Nearly 17 years after it was stolen from a church in a small town in the state of Hidalgo, an polychrome wooden statue with gold-leaf plating of Santa Rosa de Lima has been repatriated to Mexico by US officials.
In a ceremony on Wednesday (11 December) at the Museo del Templo Mayor in Mexico City, Ken Salazar, the US Ambassador to Mexico, said: “What is stolen must be returned. The history, heritage and greatness of Mexico belong here.” In addition to the three-foot-tall colonial-era statue, six small pre-Hispanic artefacts were also repatriated. They will remain on view in the museum’s lobby for an unspecified duration.
The polychrome Santa Rosa de Lima was stolen from a church in the town of Epazoyucan (around 100km northeast of Mexico City) on the day before New Year’s Eve in 2007. It resurfaced almost a decade later in the US, when it turned up for sale at Peyton Wright Gallery in Santa Fe, New Mexico. After authorities in Mexico flagged the stolen object to US authorities, the gallery turned it over to agents from the US Department of Homeland Security.
At the time, representatives for Peyton Wright Gallery told the Santa Fe New Mexican that the object had been consigned by the former owner of a local art-storage company who found it amidst the unclaimed items when he closed his business. The former owner of the art-storage business told Homeland Security that he had repeatedly tried to contact the person who brought in the object to come retrieve it and pay overdue fees, to no avail. He ultimately consigned it to the gallery in hopes of recovering some of the unpaid storage dues.
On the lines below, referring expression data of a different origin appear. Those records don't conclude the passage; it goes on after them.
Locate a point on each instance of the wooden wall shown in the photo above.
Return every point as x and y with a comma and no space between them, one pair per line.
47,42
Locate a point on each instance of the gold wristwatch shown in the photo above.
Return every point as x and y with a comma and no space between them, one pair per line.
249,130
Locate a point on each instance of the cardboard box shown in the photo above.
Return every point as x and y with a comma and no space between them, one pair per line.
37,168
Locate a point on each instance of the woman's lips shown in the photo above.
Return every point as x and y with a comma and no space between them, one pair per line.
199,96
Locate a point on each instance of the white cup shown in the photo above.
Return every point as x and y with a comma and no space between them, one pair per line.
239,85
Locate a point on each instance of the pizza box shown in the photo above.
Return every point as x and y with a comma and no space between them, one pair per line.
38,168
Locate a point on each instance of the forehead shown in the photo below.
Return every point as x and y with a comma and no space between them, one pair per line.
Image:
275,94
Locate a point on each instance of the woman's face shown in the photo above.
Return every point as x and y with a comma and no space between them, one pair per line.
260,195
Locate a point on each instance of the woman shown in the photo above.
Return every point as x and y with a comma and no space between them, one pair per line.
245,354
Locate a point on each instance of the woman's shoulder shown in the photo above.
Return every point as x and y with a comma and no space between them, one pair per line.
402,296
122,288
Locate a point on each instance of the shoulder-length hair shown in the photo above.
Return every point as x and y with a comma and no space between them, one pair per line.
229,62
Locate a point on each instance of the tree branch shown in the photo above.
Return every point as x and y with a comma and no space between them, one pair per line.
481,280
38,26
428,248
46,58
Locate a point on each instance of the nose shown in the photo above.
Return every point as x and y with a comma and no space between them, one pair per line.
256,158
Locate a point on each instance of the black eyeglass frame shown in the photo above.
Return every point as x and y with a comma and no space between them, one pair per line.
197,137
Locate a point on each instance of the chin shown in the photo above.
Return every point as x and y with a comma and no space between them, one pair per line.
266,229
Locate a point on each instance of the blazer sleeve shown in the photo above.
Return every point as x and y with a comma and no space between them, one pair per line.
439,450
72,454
The circumstances of the statue’s theft and journey across the Mexico-US border are not publicly known.
Why it took more than seven years for the seized sculpture to be repatriated is unclear. The statue also appears to have sustained some damage in that time: the figure of infant Jesus being held by Santa Rosa de Lima appears to have lost his right arm in the interim, though he had both arms in photographs accompanying reports of the sculpture’s seizure in 2017.
As of press time, a spokesperson for Mexico’s Instituto Nacional de Antropología e Historia had not responded to questions about the statue’s ultimate destination and whether it would undergo restoration work.